We had not heard much of them while they were gone. Loulie had no one to correspond with, and Willie, like most men, never wrote letters; but we all were very curious to see them, and willing to welcome them, though we did not know how much they were going to surprise us. Willie Williams, indeed, was just the same as ever—in fact, our only surprise in him was to see him look no older than when he went away; but as for Mrs. Williams, she gave us quite a shock.
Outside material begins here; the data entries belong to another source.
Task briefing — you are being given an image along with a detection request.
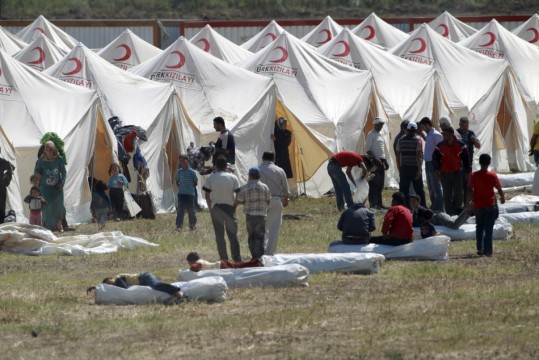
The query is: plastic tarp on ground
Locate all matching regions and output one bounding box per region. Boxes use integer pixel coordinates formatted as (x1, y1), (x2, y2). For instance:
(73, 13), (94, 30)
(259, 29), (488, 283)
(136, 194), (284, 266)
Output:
(328, 235), (450, 260)
(95, 276), (228, 305)
(177, 264), (309, 288)
(0, 223), (159, 256)
(261, 253), (385, 274)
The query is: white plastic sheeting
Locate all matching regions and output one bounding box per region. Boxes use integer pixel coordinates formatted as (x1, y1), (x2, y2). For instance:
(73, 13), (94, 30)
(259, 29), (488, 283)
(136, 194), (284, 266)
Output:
(95, 276), (228, 305)
(261, 253), (385, 274)
(177, 264), (309, 288)
(0, 223), (159, 255)
(328, 235), (450, 260)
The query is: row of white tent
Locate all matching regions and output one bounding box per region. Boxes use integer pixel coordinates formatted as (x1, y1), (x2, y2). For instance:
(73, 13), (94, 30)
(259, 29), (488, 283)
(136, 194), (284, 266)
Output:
(0, 13), (539, 222)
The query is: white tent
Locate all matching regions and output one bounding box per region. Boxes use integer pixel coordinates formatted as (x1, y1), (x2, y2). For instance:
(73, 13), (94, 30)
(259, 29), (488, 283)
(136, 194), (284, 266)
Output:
(241, 20), (285, 53)
(301, 16), (343, 47)
(0, 51), (111, 222)
(389, 24), (528, 170)
(352, 13), (408, 49)
(427, 11), (477, 42)
(190, 25), (253, 64)
(512, 14), (539, 46)
(0, 26), (26, 55)
(129, 37), (276, 181)
(97, 29), (163, 70)
(15, 15), (78, 51)
(13, 34), (68, 71)
(46, 44), (185, 211)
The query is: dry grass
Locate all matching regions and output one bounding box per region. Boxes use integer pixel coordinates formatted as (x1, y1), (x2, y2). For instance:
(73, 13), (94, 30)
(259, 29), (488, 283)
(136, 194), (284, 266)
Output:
(0, 192), (539, 359)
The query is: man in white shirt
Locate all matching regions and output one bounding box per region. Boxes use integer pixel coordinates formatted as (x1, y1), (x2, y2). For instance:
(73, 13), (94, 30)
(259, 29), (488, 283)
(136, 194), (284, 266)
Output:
(365, 117), (389, 209)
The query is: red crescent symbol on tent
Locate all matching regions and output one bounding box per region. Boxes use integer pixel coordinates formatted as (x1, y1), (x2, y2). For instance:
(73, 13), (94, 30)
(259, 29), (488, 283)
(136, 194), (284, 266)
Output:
(197, 39), (210, 52)
(410, 38), (427, 54)
(28, 46), (45, 65)
(318, 29), (333, 45)
(270, 46), (288, 63)
(361, 25), (376, 40)
(62, 58), (82, 75)
(165, 50), (185, 69)
(526, 28), (539, 44)
(331, 40), (350, 57)
(438, 24), (449, 37)
(113, 44), (131, 61)
(479, 31), (496, 47)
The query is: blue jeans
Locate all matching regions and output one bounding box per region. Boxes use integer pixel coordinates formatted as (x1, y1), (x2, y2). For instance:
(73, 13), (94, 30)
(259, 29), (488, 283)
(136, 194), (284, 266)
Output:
(176, 194), (197, 229)
(475, 206), (498, 255)
(328, 160), (354, 210)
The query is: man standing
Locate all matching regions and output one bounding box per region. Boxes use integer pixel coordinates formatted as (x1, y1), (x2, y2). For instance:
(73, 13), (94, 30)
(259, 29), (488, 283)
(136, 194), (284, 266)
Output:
(419, 117), (444, 212)
(202, 156), (241, 261)
(236, 167), (271, 259)
(258, 151), (290, 255)
(466, 154), (505, 256)
(328, 151), (367, 211)
(365, 117), (389, 209)
(432, 127), (472, 215)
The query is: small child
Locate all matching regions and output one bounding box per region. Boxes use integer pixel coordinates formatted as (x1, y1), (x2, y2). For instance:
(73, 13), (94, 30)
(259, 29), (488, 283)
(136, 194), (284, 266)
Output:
(419, 209), (437, 239)
(90, 180), (112, 231)
(24, 186), (47, 226)
(187, 252), (264, 272)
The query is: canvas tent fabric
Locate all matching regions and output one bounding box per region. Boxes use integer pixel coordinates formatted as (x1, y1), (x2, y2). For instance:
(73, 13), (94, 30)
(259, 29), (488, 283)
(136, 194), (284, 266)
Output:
(427, 11), (477, 42)
(0, 50), (107, 223)
(15, 15), (78, 51)
(46, 44), (185, 212)
(13, 34), (68, 71)
(351, 13), (408, 49)
(389, 24), (530, 171)
(97, 29), (163, 70)
(189, 25), (253, 64)
(301, 16), (343, 47)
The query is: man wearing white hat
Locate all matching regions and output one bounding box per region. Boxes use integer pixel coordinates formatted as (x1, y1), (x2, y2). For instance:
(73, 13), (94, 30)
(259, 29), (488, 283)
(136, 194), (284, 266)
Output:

For my part, I shall never forget how taken aback I was, when, strolling down to the station one afternoon with the children, with a vague idea of meeting Tom, who might come on that train, but who didn't, I came suddenly upon a tall, splendidly shaped, stately creature, in the most magnificent clothes; at least they looked so, though they were all black, and the dress was only cashmere, but it was draped in an entirely new way. She wore a shoulder-cape embroidered in jet, and a large black hat and feather set back over great masses of rich dark auburn hair; and, though so late in the season, she carried a large black lace parasol. To be sure, it was still very warm and pleasant. I never should have ventured to speak to her, but she stopped at once, and said, "Perhaps you have forgotten me, Mrs. White?"